Ausgabe vom 22. Februar 1999.

Ausgabe vom 22. Februar 1999.

Die Folge davon war ein massiver Ansturm auf Internet- und Technologieaktien. Das Silicon Valley boomte, während Wallstreet IPOs puschte. Um mit der scheinbar unersättlichen Nachfrage nach Publikumsöffnungen mitzuhalten, verpassten Investmentbanken vielen Unternehmen einfach einen neuen Anstrich, indem sie dem Firmennamen das Suffix «.com» hinzufügten

Viele Anleger glaubten, dass es spielend einfach sei, mit Aktien Geld zu verdienen. Jugend wurde gefeiert und Weisheit verachtet. Verluste spielten keine Rolle. Was zählte, waren trendige Begriffe wie «First Mover Advantage» und «Eyeballs». Wer zu alt war, um diese neue Welt zu verstehen, «checkte» es schlicht nicht. Man sei in der Old Economy stecken geblieben, hiess es.

Ich erinnere mich noch gut daran, als der inzwischen verstorbene Fernsehjournalist Ed Bradley eine Reportage für das Nachrichtenmagazin «60 Minutes» zur Dotcom-Manie machte. Die Jungunternehmer, die er interviewte, waren auf eine Art religiösen Eifer versessen, als wären sie zu Höherem berufen. Einer von ihnen sagte Bradley sogar unverhohlen ins Gesicht, dass er ein vom Aussterben bedrohter Dinosaurier sei.
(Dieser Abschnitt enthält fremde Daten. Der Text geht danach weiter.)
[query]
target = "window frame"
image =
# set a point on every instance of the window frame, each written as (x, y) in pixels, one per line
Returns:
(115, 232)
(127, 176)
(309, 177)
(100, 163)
Wie sich später herausstellte, sollten die Visionäre tatsächlich Recht behalten: Die Internetrevolution übertraf selbst die kühnsten Prognosen - und trotzdem wurden die meisten Träume zerstört, als die Tech-Blase im März 2000 platzte und der Nasdaq Composite in zweieinhalb Jahren um 77% einbrach.

Wie bei der Eroberung des Wilden Westens starben damals viele Internetpioniere mit Pfeilen im Rücken. Sie legten aber die Grundlage für Überlebende wie Amazon und für eine zweite Generation von Startup-Unternehmen wie Google und Facebook. Diese eroberten dann das riesige Terrain für sich, in das die ersten Siedler vorgedrungen waren.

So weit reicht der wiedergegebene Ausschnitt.